Santa Catarina de Siena

Doutora da Igreja e Co-padroeira da Europa, conhecida por seus estigmas invisíveis,
sua profunda união com Cristo e sua atuação decisiva na reforma da Igreja e no retorno do
Papa de Avignon para Roma.

Santa Catarina de Siena nasceu em 25 de março de 1347, em Siena, Itália. Era filha de uma família numerosa e desde pequena demonstrava inclinação à oração, à penitência e à consagração total a Deus.

Ainda jovem, recusou o casamento e entrou para a Ordem Terceira Dominicana. Viveu no mundo, mas com profunda vida interior. Sua espiritualidade tinha como centro Cristo crucificado, a Igreja e a salvação das almas.

Catarina tornou-se uma das mulheres mais influentes da história da Igreja. Mesmo sem ocupar cargo eclesiástico, aconselhou papas, cardeais, governantes e religiosos. Teve papel importante no retorno do papado de Avignon para Roma.
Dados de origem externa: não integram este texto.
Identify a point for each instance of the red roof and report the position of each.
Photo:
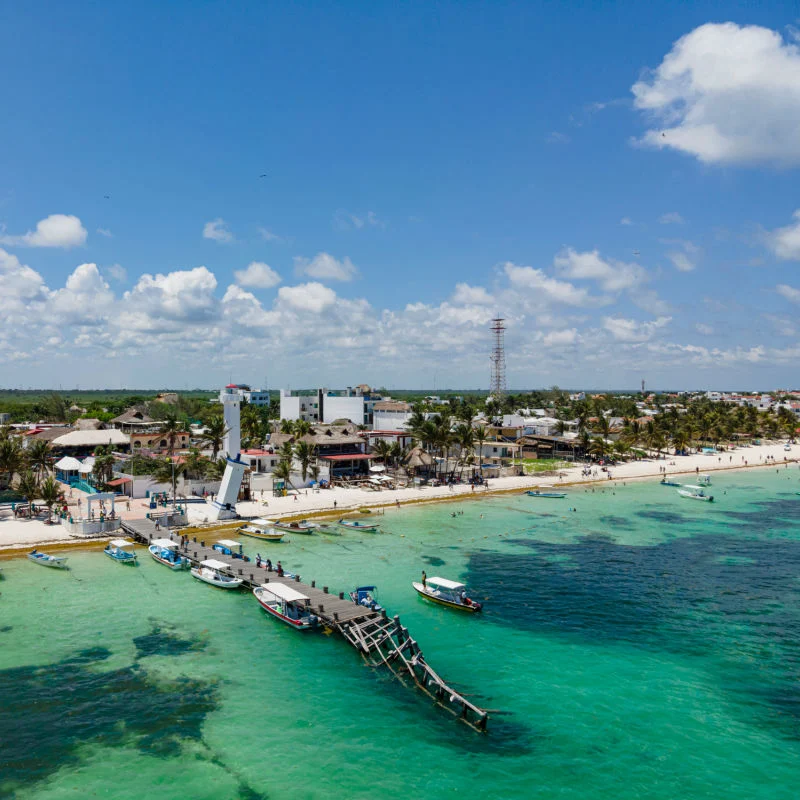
(348, 457)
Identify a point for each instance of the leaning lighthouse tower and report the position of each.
(231, 411)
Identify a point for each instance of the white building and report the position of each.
(325, 405)
(231, 411)
(391, 415)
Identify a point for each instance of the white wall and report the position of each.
(351, 408)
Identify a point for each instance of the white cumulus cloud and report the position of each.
(785, 242)
(258, 275)
(217, 230)
(789, 292)
(312, 297)
(325, 267)
(726, 93)
(57, 230)
(629, 330)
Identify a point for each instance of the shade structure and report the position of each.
(68, 464)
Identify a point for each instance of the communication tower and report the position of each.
(498, 358)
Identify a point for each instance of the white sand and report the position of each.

Em 1375, em Pisa, teria recebido os estigmas. Segundo a tradição, pediu a Cristo que as chagas não fossem visíveis aos olhos dos outros. Por isso, seus estigmas são chamados de invisíveis: ela sentia as dores, mas os sinais não apareciam publicamente.

Sua vida foi marcada por jejuns, visões, êxtases, intensa caridade e profunda coragem. Catarina não foi uma mística passiva; foi uma mulher de ação, reforma e palavra firme.

Morreu em Roma, em 29 de abril de 1380, com apenas 33 anos. Foi canonizada em 1461, declarada Doutora da Igreja em 1970 e copadroeira da Europa.

Curiosidade: Santa Catarina ditou uma das grandes obras da espiritualidade católica, o “Diálogo da Divina Providência”, mesmo não tendo recebido formação acadêmica formal.